Main threats to production
Chickpeas are susceptible to several major diseases and insect pests and yields can fall precipitously if the crop is exposed to extreme temperatures or drought. At many locations farmers must produce their crops in 90 to 120 days to avoid the risks associated with drought and high temperatures. In response to these problems, scientists have developed new, more robust early maturing cultivars with higher levels of disease resistance and excellent drought tolerance.


Current and future research
Modern early maturing chickpea lines have had a considerable impact in short season environments across South and Southeast Asia transforming what was once a subsistence crop to into significant income generator and export commodity.

  • In Myanmar, the world’s sixth largest producing nation, early maturing cultivars now cover some 80% of the area devoted to chickpea. Adoption of improved cultivars has led to a four-fold increase in the production.
  • Indian farmers have reported comparable productivity increases ranging from 50 to 90% percent.

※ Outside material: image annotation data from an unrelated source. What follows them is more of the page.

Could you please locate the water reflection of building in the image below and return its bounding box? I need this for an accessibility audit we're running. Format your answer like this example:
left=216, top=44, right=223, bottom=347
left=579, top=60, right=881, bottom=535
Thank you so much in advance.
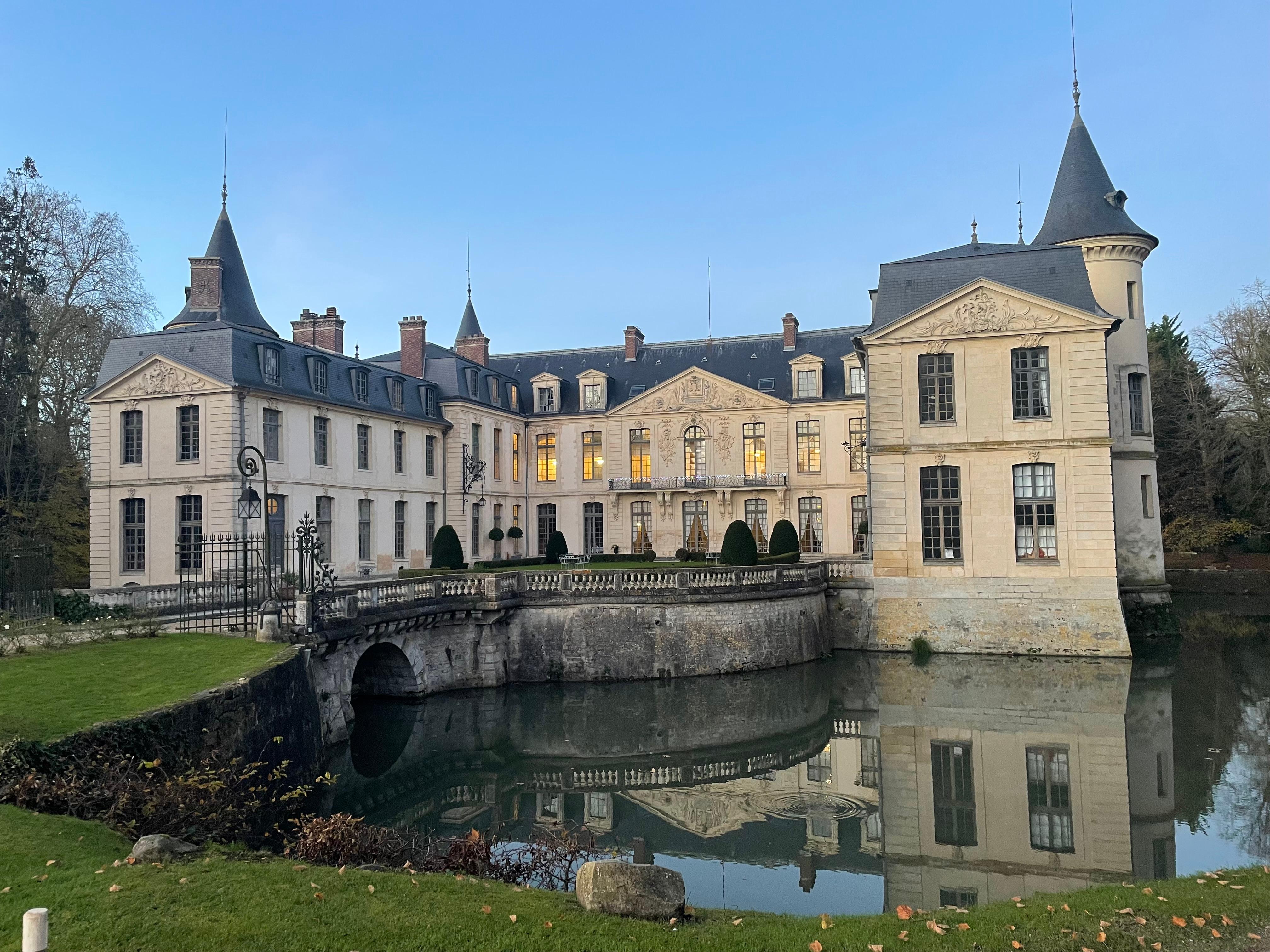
left=878, top=655, right=1133, bottom=909
left=1124, top=658, right=1177, bottom=880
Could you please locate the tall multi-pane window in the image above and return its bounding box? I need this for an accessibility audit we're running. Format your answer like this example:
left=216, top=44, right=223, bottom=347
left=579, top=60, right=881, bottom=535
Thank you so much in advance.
left=1027, top=748, right=1076, bottom=853
left=746, top=499, right=767, bottom=552
left=631, top=429, right=653, bottom=482
left=1010, top=347, right=1049, bottom=420
left=919, top=466, right=961, bottom=561
left=262, top=410, right=282, bottom=460
left=1015, top=463, right=1058, bottom=560
left=741, top=423, right=767, bottom=476
left=798, top=371, right=818, bottom=397
left=121, top=499, right=146, bottom=572
left=392, top=499, right=405, bottom=558
left=931, top=740, right=979, bottom=847
left=176, top=406, right=198, bottom=461
left=851, top=496, right=869, bottom=552
left=917, top=354, right=956, bottom=423
left=539, top=433, right=555, bottom=482
left=582, top=430, right=604, bottom=480
left=263, top=347, right=282, bottom=387
left=798, top=496, right=824, bottom=552
left=683, top=427, right=706, bottom=479
left=1129, top=373, right=1147, bottom=433
left=582, top=503, right=604, bottom=553
left=357, top=499, right=371, bottom=562
left=794, top=420, right=821, bottom=472
left=683, top=499, right=710, bottom=552
left=314, top=416, right=330, bottom=466
left=119, top=410, right=141, bottom=463
left=631, top=502, right=653, bottom=555
left=847, top=416, right=865, bottom=471
left=847, top=367, right=865, bottom=395
left=314, top=496, right=335, bottom=562
left=176, top=496, right=203, bottom=571
left=539, top=503, right=555, bottom=555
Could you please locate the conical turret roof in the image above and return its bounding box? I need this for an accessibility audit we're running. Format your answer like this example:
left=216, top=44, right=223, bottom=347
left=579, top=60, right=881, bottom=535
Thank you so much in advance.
left=455, top=293, right=485, bottom=342
left=1033, top=107, right=1158, bottom=245
left=165, top=204, right=278, bottom=336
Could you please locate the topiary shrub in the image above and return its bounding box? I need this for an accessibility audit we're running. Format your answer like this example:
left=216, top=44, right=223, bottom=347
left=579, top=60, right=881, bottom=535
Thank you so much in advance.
left=767, top=519, right=801, bottom=555
left=544, top=529, right=569, bottom=565
left=432, top=525, right=466, bottom=569
left=719, top=519, right=758, bottom=565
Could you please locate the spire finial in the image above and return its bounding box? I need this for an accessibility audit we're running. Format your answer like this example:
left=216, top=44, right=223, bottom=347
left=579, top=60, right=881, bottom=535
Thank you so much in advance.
left=1067, top=0, right=1081, bottom=113
left=221, top=109, right=230, bottom=212
left=1015, top=165, right=1026, bottom=245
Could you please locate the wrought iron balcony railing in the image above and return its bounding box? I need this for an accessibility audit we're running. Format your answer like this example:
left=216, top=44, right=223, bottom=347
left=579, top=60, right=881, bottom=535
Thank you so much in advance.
left=608, top=472, right=786, bottom=492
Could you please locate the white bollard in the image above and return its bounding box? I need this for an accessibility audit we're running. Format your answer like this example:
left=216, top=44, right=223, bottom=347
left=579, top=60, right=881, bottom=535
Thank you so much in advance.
left=22, top=909, right=48, bottom=952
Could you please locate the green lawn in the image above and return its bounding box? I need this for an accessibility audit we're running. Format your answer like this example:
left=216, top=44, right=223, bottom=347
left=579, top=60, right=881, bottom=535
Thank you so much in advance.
left=0, top=635, right=279, bottom=744
left=0, top=806, right=1270, bottom=952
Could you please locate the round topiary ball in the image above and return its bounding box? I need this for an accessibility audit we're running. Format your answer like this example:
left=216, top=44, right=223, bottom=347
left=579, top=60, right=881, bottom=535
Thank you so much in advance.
left=432, top=525, right=464, bottom=569
left=719, top=519, right=758, bottom=565
left=767, top=519, right=801, bottom=555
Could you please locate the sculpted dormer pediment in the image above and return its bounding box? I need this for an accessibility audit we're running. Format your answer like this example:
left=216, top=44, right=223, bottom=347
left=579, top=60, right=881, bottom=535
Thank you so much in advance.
left=620, top=368, right=786, bottom=414
left=864, top=278, right=1114, bottom=344
left=88, top=354, right=227, bottom=400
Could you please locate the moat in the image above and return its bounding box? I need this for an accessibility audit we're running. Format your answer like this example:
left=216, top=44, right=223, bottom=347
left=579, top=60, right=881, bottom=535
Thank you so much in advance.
left=312, top=604, right=1270, bottom=914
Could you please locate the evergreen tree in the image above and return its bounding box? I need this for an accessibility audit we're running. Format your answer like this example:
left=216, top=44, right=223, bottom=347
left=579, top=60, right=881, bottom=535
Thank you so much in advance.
left=1147, top=315, right=1236, bottom=523
left=719, top=519, right=758, bottom=565
left=767, top=519, right=801, bottom=556
left=432, top=525, right=467, bottom=569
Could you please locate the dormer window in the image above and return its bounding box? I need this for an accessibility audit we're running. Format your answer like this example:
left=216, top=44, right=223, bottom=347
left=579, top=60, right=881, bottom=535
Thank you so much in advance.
left=260, top=347, right=282, bottom=387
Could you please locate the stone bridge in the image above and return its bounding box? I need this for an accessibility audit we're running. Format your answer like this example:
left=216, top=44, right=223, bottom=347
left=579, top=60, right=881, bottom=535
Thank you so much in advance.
left=296, top=562, right=871, bottom=743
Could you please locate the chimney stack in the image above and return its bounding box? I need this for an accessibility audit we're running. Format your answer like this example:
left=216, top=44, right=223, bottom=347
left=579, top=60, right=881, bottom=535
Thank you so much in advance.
left=186, top=258, right=221, bottom=311
left=781, top=314, right=798, bottom=350
left=626, top=324, right=644, bottom=363
left=291, top=307, right=344, bottom=354
left=400, top=321, right=428, bottom=380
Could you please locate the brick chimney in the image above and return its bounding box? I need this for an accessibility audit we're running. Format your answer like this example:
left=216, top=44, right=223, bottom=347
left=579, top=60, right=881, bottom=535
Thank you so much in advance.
left=400, top=321, right=428, bottom=378
left=626, top=324, right=644, bottom=363
left=186, top=258, right=221, bottom=311
left=781, top=314, right=798, bottom=350
left=291, top=307, right=344, bottom=354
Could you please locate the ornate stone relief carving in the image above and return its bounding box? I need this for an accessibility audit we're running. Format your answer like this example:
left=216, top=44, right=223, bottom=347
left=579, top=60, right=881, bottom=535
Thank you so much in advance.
left=123, top=360, right=207, bottom=396
left=917, top=288, right=1058, bottom=336
left=715, top=418, right=737, bottom=462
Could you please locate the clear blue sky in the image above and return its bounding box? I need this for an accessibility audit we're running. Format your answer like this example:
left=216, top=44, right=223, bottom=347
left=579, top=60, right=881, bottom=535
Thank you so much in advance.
left=0, top=0, right=1270, bottom=354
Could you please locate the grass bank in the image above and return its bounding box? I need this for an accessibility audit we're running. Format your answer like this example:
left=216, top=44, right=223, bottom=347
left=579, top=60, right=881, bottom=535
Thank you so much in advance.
left=0, top=635, right=279, bottom=743
left=0, top=806, right=1270, bottom=952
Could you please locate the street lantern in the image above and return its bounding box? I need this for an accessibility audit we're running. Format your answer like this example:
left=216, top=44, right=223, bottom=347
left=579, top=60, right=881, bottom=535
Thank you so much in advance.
left=239, top=486, right=260, bottom=519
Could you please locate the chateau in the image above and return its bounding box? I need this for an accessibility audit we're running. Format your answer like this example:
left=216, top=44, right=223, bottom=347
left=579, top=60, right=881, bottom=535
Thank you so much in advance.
left=89, top=93, right=1167, bottom=651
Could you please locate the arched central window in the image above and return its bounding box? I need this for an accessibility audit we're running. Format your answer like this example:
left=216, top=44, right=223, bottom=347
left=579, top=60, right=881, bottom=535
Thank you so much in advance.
left=683, top=427, right=706, bottom=479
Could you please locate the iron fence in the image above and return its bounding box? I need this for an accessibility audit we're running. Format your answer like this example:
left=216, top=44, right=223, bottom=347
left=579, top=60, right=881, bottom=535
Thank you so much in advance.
left=0, top=546, right=53, bottom=627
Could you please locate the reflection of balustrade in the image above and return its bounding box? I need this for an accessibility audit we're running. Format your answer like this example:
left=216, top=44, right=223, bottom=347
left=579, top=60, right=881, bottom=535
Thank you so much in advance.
left=608, top=472, right=787, bottom=492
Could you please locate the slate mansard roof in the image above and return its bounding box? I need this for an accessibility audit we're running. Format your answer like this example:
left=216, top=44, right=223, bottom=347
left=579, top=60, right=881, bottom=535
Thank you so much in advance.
left=869, top=244, right=1110, bottom=331
left=96, top=321, right=448, bottom=425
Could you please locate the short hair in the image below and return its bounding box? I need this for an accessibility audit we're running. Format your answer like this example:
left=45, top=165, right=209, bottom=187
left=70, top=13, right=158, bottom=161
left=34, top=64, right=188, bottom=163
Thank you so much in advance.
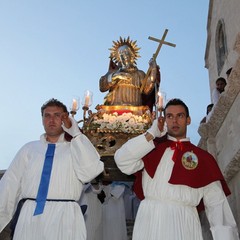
left=216, top=77, right=227, bottom=85
left=164, top=98, right=189, bottom=117
left=41, top=98, right=68, bottom=116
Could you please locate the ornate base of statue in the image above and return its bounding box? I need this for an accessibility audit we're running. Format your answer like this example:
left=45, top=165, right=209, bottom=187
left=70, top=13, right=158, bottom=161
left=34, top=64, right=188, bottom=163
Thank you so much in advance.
left=82, top=105, right=152, bottom=181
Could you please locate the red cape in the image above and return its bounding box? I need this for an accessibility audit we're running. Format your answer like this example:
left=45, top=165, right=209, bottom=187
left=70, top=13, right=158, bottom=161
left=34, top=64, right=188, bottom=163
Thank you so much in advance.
left=134, top=135, right=231, bottom=210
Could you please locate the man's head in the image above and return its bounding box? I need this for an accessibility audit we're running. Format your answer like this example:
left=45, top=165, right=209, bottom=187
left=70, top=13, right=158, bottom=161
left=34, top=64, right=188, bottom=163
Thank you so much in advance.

Currently, efforts are being made to enhance tolerance to terminal drought and heat stresses. In addition, researchers are working to boost the crop’s natural nutritional advantages by increasing its protein, iron and zinc content. Plans also call for developing varieties that are resistant to herbicides and can be harvested with small machinery to reduce costs and overcome labor shortages that arise at weeding and harvest time. These efforts should help to reduce production shortages, stabilize prices for producers and consumers, and help to drive the development of overseas markets.


Chickpea goes by several common names, including garbanzo beans, ceci beans, sanagalu, kala chana, and Bengal gram.

There are two main types:

Photo: ICRISAT
Desi chickpeas are smaller in size, light to dark brown in color, and havea thick seed coat.
Photo: ICRISAT
Kabuli chickpeas are larger than the Desi types, have a whitish-cream color, and a thin seed coat.